Governments need money to function, and hence they collect taxes. Mostly, the taxes aren't enough because they always plan to spend more than they can gain from taxations. Also, taxes are unpopular, who'd risk that in case of a re-election campaign coming up?

So they then go to their friends, an independent institution called the Federal Reserve Bank (Fed), the only organization permitted to print the coveted '$' US Dollar. The Fed prints money (basically from thin air) and loans it to the government, who in turn uses it for spending.

It would still be acceptable if this was the only issue, but what some governments essentially do is that whenever they face an economic crisis they increase the inflow of money into the markets to stimulate it and maintain popularity.

They increase the money supply in a manner that does not match economic growth, and this sudden excess cash is what leads to the Devaluation of Currency.


Why are they allowed to do so?

Up until, 1971 the FED could only print money in correspondence with the amount of gold they had in reserve. So each US Dollar was backed to a certain quantity of gold and it was a promise that the possession of a currency note could be traded for that equivalent gold.

In, 1971 President Nixon signed an order that abolished this law, to fight the then ongoing economic crisis by introducing 'controlled inflation'. This essentially made the US Dollar a free-floating currency and gave the FED a license to print.
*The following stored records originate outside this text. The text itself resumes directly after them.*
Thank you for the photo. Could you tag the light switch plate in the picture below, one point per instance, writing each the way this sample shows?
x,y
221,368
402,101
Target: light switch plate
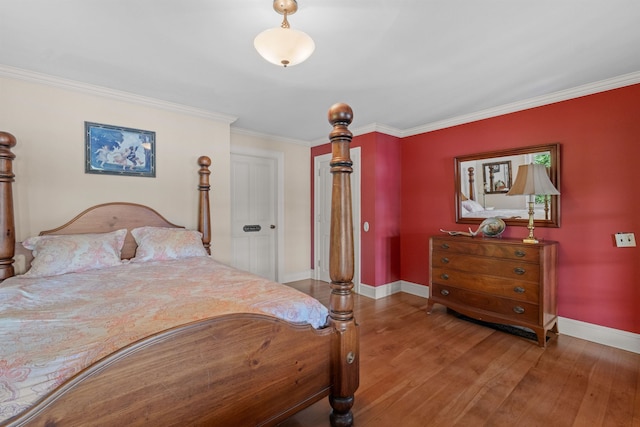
x,y
625,240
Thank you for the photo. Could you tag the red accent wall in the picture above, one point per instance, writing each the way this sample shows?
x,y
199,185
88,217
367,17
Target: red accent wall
x,y
380,206
600,157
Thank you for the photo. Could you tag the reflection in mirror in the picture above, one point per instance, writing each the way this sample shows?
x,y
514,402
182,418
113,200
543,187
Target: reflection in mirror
x,y
483,179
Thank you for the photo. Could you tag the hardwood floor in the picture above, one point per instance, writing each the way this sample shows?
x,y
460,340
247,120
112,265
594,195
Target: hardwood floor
x,y
438,370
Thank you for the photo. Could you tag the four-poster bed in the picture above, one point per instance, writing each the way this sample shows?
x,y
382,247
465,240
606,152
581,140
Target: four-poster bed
x,y
243,368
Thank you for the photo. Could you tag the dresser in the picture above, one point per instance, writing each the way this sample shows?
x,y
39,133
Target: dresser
x,y
496,280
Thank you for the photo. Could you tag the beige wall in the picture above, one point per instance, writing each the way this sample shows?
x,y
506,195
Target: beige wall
x,y
297,202
51,186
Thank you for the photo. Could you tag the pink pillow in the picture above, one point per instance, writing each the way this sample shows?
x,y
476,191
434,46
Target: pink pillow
x,y
160,244
71,253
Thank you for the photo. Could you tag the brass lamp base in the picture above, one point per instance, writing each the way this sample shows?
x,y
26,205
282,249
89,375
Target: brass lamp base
x,y
530,238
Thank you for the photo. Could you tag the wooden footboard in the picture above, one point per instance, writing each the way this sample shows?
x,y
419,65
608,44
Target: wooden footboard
x,y
235,370
240,369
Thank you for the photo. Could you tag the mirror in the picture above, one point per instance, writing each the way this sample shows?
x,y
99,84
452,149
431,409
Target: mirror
x,y
483,179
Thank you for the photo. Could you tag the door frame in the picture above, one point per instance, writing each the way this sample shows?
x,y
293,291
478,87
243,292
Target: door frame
x,y
278,156
356,178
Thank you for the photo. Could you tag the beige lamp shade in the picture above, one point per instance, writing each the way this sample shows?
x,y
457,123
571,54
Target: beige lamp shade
x,y
532,179
284,46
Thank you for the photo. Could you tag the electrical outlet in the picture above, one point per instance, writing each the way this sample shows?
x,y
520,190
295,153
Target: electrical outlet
x,y
625,240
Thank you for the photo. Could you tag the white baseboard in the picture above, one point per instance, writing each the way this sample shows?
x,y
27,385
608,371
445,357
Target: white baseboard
x,y
587,331
600,334
300,275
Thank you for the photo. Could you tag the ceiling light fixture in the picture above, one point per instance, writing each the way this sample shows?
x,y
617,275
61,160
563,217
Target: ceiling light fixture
x,y
282,45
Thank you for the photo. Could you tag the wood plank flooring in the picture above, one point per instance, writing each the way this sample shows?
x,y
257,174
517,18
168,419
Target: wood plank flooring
x,y
438,370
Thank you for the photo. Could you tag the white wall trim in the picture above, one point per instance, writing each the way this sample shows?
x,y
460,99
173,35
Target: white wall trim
x,y
295,276
267,137
34,77
600,334
563,95
574,328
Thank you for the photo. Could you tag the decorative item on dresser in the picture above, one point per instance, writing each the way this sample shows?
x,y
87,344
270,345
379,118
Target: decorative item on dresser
x,y
496,280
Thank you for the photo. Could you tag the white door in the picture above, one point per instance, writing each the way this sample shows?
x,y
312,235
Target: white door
x,y
323,188
254,216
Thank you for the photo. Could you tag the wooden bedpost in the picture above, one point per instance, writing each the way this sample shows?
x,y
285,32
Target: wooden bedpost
x,y
345,356
7,226
204,211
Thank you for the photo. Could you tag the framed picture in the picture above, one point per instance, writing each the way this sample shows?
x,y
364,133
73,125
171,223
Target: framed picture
x,y
116,150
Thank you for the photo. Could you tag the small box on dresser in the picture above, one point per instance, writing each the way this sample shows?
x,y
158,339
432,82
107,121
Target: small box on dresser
x,y
496,280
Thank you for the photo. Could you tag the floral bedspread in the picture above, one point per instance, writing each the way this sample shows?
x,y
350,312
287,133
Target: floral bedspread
x,y
51,328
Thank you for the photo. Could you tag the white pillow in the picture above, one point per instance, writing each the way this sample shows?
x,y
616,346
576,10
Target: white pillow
x,y
472,206
160,244
72,253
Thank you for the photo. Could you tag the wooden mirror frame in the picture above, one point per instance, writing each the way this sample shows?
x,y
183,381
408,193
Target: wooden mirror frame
x,y
554,175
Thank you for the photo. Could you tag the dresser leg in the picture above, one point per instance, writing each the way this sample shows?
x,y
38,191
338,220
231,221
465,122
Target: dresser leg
x,y
429,306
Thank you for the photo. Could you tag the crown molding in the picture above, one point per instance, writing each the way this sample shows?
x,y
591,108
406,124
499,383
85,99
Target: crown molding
x,y
45,79
563,95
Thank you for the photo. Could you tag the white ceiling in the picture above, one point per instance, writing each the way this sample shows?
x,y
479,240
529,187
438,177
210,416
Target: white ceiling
x,y
400,64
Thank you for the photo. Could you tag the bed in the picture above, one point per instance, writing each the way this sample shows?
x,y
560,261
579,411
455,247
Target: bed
x,y
252,362
473,209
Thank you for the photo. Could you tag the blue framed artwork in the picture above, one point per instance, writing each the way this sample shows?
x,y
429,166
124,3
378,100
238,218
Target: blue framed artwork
x,y
116,150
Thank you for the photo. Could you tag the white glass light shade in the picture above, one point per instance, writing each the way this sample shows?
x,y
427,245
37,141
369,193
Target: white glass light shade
x,y
284,46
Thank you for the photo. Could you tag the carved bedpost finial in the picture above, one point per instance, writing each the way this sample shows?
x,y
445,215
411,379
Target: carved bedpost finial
x,y
345,357
7,226
204,211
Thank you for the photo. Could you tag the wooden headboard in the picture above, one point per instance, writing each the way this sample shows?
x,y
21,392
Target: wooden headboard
x,y
101,218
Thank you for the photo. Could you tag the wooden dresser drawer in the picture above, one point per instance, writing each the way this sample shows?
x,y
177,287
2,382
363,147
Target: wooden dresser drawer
x,y
513,269
518,311
500,286
495,248
497,280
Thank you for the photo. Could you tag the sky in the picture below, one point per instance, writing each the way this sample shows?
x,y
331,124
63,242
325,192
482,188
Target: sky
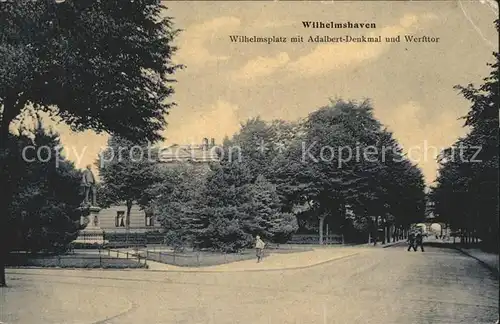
x,y
410,85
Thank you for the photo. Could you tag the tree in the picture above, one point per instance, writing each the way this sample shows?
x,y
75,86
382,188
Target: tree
x,y
343,157
466,192
263,214
177,199
43,210
100,65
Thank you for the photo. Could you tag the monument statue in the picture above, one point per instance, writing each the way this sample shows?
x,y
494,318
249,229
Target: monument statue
x,y
89,183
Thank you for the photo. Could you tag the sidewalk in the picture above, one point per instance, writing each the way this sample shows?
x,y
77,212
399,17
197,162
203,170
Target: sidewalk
x,y
274,262
489,260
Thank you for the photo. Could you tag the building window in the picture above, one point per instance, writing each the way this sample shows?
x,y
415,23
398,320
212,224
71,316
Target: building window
x,y
120,219
149,219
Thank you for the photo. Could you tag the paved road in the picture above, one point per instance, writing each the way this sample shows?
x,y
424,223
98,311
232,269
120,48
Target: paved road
x,y
379,286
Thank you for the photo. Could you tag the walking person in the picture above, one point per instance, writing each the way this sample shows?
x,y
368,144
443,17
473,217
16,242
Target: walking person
x,y
411,241
419,241
259,248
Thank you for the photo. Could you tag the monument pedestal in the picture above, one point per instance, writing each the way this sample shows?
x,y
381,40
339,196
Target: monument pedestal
x,y
92,233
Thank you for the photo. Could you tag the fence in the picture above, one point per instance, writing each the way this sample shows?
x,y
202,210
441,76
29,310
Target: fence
x,y
92,259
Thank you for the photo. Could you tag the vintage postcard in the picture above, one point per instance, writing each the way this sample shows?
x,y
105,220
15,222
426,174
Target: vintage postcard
x,y
249,162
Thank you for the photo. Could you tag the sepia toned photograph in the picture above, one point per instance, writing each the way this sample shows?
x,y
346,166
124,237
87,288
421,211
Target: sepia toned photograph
x,y
244,162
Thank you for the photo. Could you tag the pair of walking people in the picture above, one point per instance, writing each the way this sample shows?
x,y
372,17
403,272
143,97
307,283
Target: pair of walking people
x,y
259,248
415,239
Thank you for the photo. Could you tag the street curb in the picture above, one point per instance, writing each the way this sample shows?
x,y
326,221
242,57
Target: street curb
x,y
484,264
195,271
257,270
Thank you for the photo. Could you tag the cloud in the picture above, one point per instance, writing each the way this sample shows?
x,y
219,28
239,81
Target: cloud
x,y
192,50
261,67
421,139
214,121
329,57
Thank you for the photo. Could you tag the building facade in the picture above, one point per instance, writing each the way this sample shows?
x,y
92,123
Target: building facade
x,y
198,157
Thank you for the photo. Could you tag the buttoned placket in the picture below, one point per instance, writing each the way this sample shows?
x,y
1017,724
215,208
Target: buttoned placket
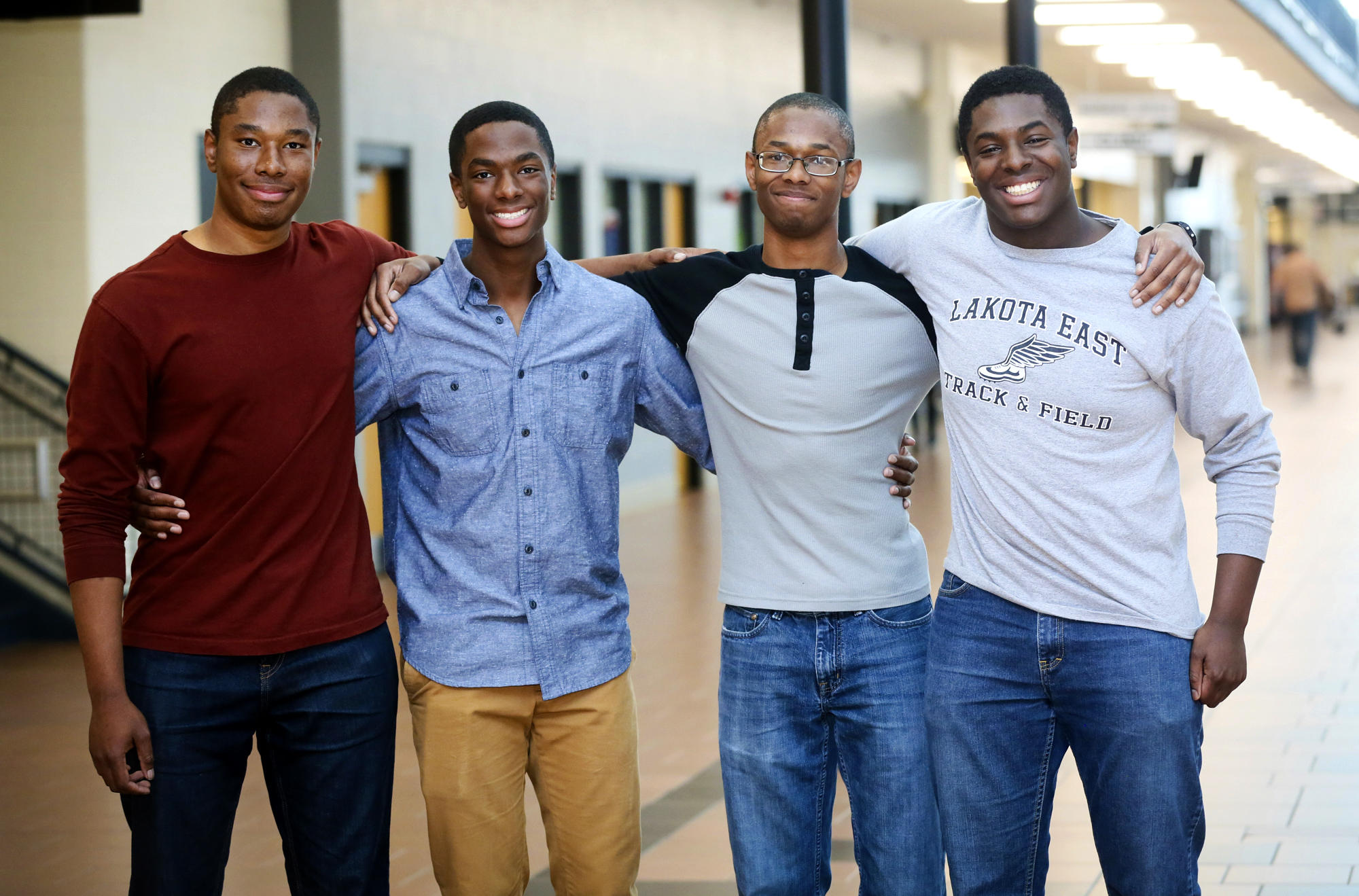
x,y
527,393
805,287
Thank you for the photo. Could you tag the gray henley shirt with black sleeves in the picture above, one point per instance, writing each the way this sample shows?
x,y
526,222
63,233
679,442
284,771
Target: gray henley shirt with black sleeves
x,y
808,380
1061,402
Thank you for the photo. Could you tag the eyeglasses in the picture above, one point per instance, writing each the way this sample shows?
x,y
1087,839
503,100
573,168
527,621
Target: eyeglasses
x,y
816,166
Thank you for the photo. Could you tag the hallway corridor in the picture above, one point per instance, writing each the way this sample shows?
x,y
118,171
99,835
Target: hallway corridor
x,y
1281,757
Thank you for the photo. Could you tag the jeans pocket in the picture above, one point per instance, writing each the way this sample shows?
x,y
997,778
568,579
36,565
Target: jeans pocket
x,y
743,622
952,586
903,615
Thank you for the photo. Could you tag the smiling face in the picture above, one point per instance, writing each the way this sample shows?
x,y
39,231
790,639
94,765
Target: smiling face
x,y
506,183
264,155
1021,163
794,202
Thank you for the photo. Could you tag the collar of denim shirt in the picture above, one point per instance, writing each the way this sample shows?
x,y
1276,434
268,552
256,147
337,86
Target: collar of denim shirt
x,y
470,289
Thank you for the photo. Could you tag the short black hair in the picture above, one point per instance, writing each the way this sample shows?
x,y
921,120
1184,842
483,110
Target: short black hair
x,y
1013,79
807,101
268,79
493,113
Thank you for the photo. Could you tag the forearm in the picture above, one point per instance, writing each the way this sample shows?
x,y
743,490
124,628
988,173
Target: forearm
x,y
1235,591
616,265
99,610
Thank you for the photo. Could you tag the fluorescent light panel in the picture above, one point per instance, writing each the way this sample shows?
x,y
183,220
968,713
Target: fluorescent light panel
x,y
1222,84
1097,34
1100,14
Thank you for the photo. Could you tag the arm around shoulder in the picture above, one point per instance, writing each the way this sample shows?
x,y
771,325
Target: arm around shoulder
x,y
668,395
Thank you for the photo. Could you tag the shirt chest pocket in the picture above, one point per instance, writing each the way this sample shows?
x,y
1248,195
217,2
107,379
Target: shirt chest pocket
x,y
584,405
460,413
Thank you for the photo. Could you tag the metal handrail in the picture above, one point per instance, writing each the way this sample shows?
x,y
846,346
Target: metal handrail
x,y
33,386
47,564
14,353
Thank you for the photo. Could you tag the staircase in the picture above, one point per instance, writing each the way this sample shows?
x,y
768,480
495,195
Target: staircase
x,y
35,601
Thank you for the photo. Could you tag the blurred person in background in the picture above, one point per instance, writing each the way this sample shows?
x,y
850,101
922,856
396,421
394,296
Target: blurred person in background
x,y
1300,284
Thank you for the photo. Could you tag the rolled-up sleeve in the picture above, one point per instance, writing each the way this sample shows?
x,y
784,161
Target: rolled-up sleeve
x,y
107,432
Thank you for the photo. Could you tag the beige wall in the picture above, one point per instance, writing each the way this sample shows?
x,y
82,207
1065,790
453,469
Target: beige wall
x,y
43,204
149,83
108,111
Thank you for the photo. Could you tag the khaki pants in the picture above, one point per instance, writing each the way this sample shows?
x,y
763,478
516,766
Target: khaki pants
x,y
580,750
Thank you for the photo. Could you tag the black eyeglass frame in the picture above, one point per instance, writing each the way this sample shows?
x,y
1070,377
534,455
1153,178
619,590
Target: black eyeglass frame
x,y
802,159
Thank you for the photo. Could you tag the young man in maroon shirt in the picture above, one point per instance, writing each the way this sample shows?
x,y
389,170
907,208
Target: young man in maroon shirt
x,y
263,621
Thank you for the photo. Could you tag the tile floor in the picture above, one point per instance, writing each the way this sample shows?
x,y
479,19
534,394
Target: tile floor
x,y
1281,757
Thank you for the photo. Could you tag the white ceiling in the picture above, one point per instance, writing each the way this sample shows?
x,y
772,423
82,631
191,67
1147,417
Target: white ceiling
x,y
1222,22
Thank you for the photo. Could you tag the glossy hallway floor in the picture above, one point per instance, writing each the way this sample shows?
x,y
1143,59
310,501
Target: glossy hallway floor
x,y
1281,759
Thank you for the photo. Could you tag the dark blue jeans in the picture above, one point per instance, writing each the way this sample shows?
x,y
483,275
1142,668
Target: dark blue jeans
x,y
802,696
1009,692
325,721
1304,334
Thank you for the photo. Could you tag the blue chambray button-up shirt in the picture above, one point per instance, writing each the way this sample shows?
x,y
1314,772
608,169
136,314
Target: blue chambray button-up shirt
x,y
501,470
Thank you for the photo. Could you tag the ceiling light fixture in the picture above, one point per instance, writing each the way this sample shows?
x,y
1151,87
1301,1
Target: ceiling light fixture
x,y
1100,14
1097,34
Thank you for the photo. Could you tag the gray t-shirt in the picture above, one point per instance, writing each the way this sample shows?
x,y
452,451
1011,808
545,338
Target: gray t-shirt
x,y
808,380
1061,402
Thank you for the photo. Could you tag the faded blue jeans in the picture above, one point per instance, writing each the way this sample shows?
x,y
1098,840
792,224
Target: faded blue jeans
x,y
801,697
1009,692
325,719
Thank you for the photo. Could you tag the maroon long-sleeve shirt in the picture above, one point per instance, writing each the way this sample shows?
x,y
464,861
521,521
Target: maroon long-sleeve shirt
x,y
233,375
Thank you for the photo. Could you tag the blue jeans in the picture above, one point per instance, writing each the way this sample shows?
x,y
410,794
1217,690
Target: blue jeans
x,y
325,720
1304,336
802,696
1009,692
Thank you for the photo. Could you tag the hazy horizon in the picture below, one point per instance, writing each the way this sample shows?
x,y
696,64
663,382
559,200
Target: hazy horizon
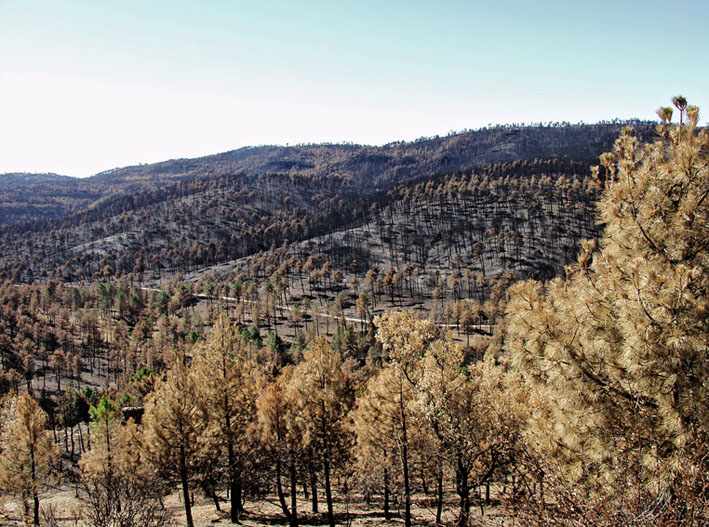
x,y
85,88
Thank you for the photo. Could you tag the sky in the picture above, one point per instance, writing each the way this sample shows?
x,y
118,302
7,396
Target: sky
x,y
86,86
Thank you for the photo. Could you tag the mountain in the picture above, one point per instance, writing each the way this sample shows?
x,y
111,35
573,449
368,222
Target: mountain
x,y
21,179
182,215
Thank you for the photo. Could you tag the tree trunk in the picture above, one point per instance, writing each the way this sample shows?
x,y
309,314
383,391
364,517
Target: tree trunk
x,y
463,490
314,490
405,461
279,488
387,513
234,485
35,498
328,489
293,493
185,488
439,492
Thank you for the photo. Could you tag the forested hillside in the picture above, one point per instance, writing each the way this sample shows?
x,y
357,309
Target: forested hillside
x,y
290,349
367,168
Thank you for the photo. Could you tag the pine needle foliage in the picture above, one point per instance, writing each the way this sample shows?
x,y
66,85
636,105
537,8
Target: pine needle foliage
x,y
615,356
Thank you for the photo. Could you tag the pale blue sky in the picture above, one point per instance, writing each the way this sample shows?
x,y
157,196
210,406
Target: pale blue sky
x,y
90,85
How Does It affect Your Life?

Lowers Living Standards

The goods you buy are rising in prices, if your income growth doesn't match it then you'll soon have to start compromising on your purchases.

Retirement Plans

If the rate of inflation pushes higher and your savings account does not match that from its growth rate offerings, your estimated safe fund for retirement will turn out to be less than what was required.

Debt

As inflation rates increase so does the borrowing rate at banks. It becomes more difficult to take a loan and if you have an existing loan with variable interest, inflation will increase your monthly payment amount.

Real Estate

If you are in the market to buy a house, you'll notice that those prices will shoot up with inflation and become less affordable.


Why Should I Care NOW?

As explained in the Money Supply section, every time there's more money in the market than the economic output, inflation occurs.

Now, imagine, what follows when almost 1 in every 5 US Dollars was printed in a single year. That is an absurdly huge amount of money considering the fact that the GDP did not match this growth in any context. The FED says that the ongoing inflation is transitory and will ease out eventually but all the indicators and news say otherwise.

Prices of commodities like coffee and lumber are through the roof, gas prices are off the charts and the real estate market shows no sign of saturation.

It is time to be more aware of inflation as an issue and be active with your monetary decisions rather than passive.

How Can You be Smarter against Inflation?

(Not Investment Advice, Suggestions Only)

Combined with your passive investments and savings accounts, try to Invest in active asset classes such as - growth stocks or dividend paying equities.

If you're in for the long run, consider investing in commodities like gold which have been proven to hold value across centuries.

Exposure to real estate. Owning a property that can generate positive cash flow can generate returns higher than the inflation rate.

Be smart with your purchasing decisions, a few compromises in luxury goods or not-so-essential products can help in redirecting that money to a growing asset.